Supervisors: Helen Williams (Earth Sciences), John Maclennan (Earth Sciences), Oliver Shorttle (Earth Sciences) and Julie Prytulak (Imperial, London)
Importance of the area of research:
The oxidation state of the Earth’s mantle has been key in coupling the physical and chemical evolution of our planet’s interior to that of its oceans and atmosphere. However, there is little consensus on the redox structure of the mantle. This controversy has arisen from the difficulty in reconciling constraints on mantle oxidation state derived from redox-sensitive trace elements such as vanadium with measurements of iron oxidation state (Fe3+/SFe). A major issue is that variations in Fe3+/SFe can be modified by magmatic differentiation, degassing and post-eruptive alteration processes. Iron isotopes are a new tool that can be applied to this problem, as theory predicts that stable isotope fractionation will be driven by changes in chemical bonding environment and elemental oxidation state, and because the high abundance of Fe in mafic rocks renders this system insensitive to post-magmatic alteration [e.g. 1, 2].

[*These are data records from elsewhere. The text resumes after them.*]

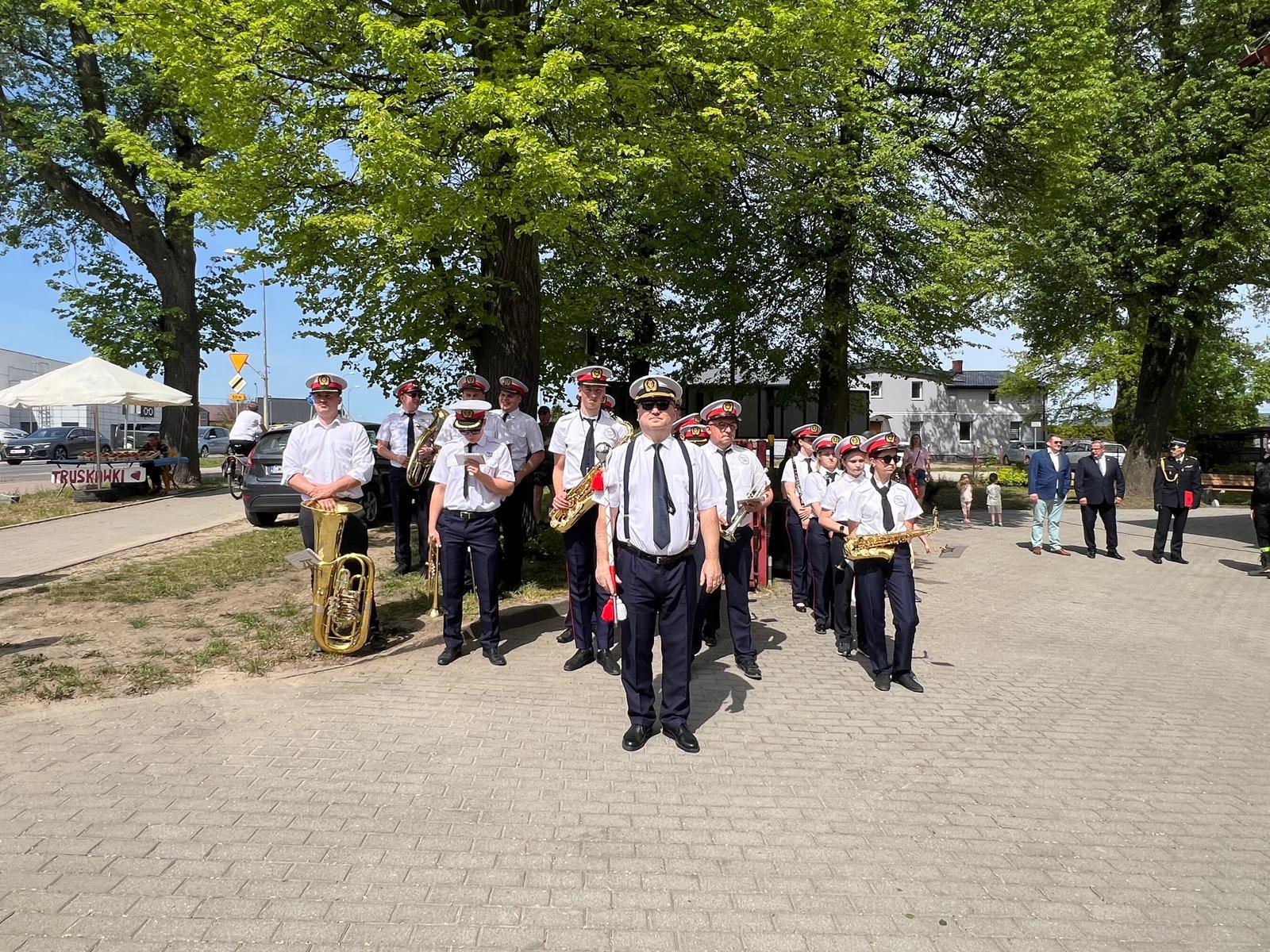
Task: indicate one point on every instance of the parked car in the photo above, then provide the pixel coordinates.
(54, 443)
(214, 441)
(264, 498)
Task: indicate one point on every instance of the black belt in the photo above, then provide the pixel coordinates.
(654, 559)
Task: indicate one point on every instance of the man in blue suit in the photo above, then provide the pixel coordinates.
(1049, 478)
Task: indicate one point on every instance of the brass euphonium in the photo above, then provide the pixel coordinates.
(343, 584)
(419, 465)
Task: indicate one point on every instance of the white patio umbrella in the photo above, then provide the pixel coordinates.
(92, 382)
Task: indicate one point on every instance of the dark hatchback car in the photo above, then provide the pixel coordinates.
(54, 443)
(264, 498)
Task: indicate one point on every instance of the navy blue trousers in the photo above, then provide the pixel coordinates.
(586, 598)
(876, 583)
(737, 559)
(410, 507)
(660, 598)
(457, 539)
(800, 578)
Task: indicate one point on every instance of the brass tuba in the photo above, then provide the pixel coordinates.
(343, 584)
(419, 465)
(581, 498)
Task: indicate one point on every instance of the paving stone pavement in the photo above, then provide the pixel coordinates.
(1087, 771)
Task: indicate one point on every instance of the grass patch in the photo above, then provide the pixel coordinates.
(245, 558)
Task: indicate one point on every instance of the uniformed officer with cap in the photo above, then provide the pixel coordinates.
(525, 442)
(660, 495)
(579, 440)
(799, 466)
(876, 508)
(328, 459)
(832, 517)
(743, 478)
(473, 478)
(395, 442)
(817, 484)
(1176, 493)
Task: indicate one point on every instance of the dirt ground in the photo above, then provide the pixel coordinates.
(67, 640)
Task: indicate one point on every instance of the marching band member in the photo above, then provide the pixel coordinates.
(817, 539)
(833, 520)
(798, 469)
(525, 442)
(473, 476)
(741, 474)
(395, 443)
(329, 459)
(577, 442)
(658, 497)
(876, 508)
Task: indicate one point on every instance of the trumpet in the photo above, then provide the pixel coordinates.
(432, 577)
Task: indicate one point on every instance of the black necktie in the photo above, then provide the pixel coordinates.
(727, 479)
(888, 518)
(662, 505)
(588, 448)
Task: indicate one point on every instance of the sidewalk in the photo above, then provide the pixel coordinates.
(36, 550)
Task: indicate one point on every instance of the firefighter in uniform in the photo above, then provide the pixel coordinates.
(473, 478)
(743, 479)
(658, 495)
(579, 441)
(329, 459)
(525, 442)
(876, 508)
(1176, 492)
(395, 442)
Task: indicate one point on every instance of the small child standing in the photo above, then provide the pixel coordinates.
(967, 490)
(994, 501)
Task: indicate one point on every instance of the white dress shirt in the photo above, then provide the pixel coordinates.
(524, 435)
(569, 437)
(864, 507)
(395, 431)
(683, 520)
(325, 454)
(247, 425)
(747, 476)
(448, 473)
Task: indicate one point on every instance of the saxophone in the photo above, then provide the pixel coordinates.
(581, 498)
(883, 545)
(419, 466)
(343, 584)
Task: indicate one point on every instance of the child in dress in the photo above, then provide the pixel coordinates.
(967, 490)
(994, 501)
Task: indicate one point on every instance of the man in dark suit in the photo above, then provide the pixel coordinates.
(1100, 488)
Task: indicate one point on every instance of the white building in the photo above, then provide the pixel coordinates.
(958, 412)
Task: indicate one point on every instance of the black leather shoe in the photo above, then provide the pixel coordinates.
(908, 681)
(637, 736)
(683, 739)
(607, 663)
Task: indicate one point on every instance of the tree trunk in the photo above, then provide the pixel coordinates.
(510, 344)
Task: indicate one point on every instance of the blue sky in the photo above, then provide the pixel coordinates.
(29, 324)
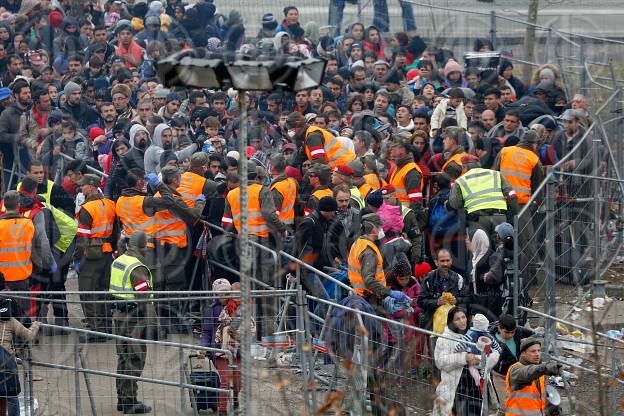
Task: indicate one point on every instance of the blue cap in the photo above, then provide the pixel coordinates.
(5, 93)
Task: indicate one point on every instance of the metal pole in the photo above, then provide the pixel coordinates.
(245, 263)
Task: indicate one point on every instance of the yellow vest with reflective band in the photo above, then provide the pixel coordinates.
(169, 228)
(336, 153)
(288, 189)
(120, 276)
(528, 401)
(16, 236)
(457, 157)
(356, 197)
(516, 166)
(47, 195)
(482, 189)
(255, 219)
(355, 267)
(191, 186)
(398, 181)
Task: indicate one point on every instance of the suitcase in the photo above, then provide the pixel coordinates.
(202, 372)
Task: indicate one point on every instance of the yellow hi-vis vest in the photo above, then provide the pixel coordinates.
(482, 189)
(120, 276)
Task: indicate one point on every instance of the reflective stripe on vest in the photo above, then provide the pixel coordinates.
(129, 209)
(191, 186)
(120, 280)
(102, 212)
(16, 236)
(398, 181)
(457, 157)
(481, 189)
(355, 267)
(169, 228)
(255, 219)
(336, 153)
(288, 189)
(516, 166)
(529, 400)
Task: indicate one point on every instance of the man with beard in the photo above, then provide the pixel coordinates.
(163, 140)
(82, 113)
(10, 125)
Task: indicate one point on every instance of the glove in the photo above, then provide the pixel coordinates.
(553, 368)
(398, 295)
(152, 179)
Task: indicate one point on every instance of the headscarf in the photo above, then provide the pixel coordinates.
(479, 246)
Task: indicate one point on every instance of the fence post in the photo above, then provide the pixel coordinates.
(549, 284)
(493, 29)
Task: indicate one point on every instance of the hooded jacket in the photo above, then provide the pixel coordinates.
(155, 150)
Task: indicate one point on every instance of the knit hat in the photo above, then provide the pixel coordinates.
(374, 199)
(451, 66)
(401, 266)
(480, 322)
(121, 89)
(221, 285)
(70, 88)
(528, 343)
(327, 204)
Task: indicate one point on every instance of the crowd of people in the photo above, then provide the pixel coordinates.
(402, 171)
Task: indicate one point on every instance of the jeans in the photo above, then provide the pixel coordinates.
(381, 20)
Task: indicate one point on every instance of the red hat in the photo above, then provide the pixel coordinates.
(469, 159)
(388, 189)
(412, 73)
(293, 172)
(95, 132)
(421, 269)
(55, 18)
(344, 170)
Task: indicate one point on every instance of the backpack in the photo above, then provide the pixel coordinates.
(442, 222)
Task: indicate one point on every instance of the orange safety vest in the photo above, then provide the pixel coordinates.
(457, 157)
(288, 189)
(169, 228)
(516, 165)
(528, 401)
(336, 153)
(255, 220)
(102, 212)
(355, 267)
(191, 186)
(16, 236)
(129, 209)
(398, 181)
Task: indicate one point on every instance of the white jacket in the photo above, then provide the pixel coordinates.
(451, 364)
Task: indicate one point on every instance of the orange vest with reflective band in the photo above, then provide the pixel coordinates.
(288, 189)
(335, 152)
(169, 228)
(16, 236)
(398, 181)
(191, 186)
(255, 219)
(528, 401)
(129, 209)
(355, 267)
(102, 212)
(455, 158)
(516, 166)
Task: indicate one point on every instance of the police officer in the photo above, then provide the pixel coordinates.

The project will use iron stable isotopes in conjunction with Fe3+/SFe and trace element measurements to understand how mantle oxidation state varies between source lithologies and the presence of recycled and depleted source components. We will focus on the mantle sampled by the Reykjanes Ridge and Iceland plume, as these areas are well understood and encompass both local-scale chemical variations and longer-wavelength features. In order to distinguish mantle mineralogical variations from variations in oxidation state, we will first focus on lava suites considered to be derived from sources of similar source lithologies before tackling complex suites such as the Reykjanes Ridge, where variations in mantle mineralogy may be coupled to Fe3+/SFe.
What the student will do:
The student will initially carry out iron isotope analyses of samples at the bulk-rock and mineral separate scale, initially working on archive samples after which they will select target areas for fieldwork and new sample collection. We will study the eruptions of Borgarhraun and Gaesafjoll in north Iceland and Stapafell and Midfell in the south. They are primitive and have extreme trace element and isotopic compositions indicative of the presence of pyroxenitic components. These samples will be analysed for Fe3+/SFe, using either wet chemistry techniques or XANES. We will complement this work with a high-resolution suite from the Reykjanes Ridge, where systematic variations in trace elements and Fe3+/SFe are documented . The student will use these data to determine the controls that source mineralogy, partial melting and magmatic differentiation processes exert on Fe3+/SFe, and isotopic and trace element proxies for melt oxidation state.
 Williams, H. M., McCammon, C.A., Peslier, A. H., Halliday, A. N., Teutsch, N., Levasseur, S. and Burg, J.-P., 2004. Iron isotope fractionation and the oxygen fugacity of the mantle. Science 304 (5677), 1656-1659.
 Williams, H. M. and Bizimis, M. "Isotopic fingerprinting of mantle mineralogy." (2014) Earth and Planetary Science Letters 404, 396–407
 Shorttle, O., Moussallam, Y., Hartley, M., Maclennan, J., Edmonds, M., Murton, B., 2015 Fe-XANES analyses of Reykjanes Ridge basalts: Implications for oceanic crust’s role in the solid Earth oxygen cycle EPSL 427, 272-285.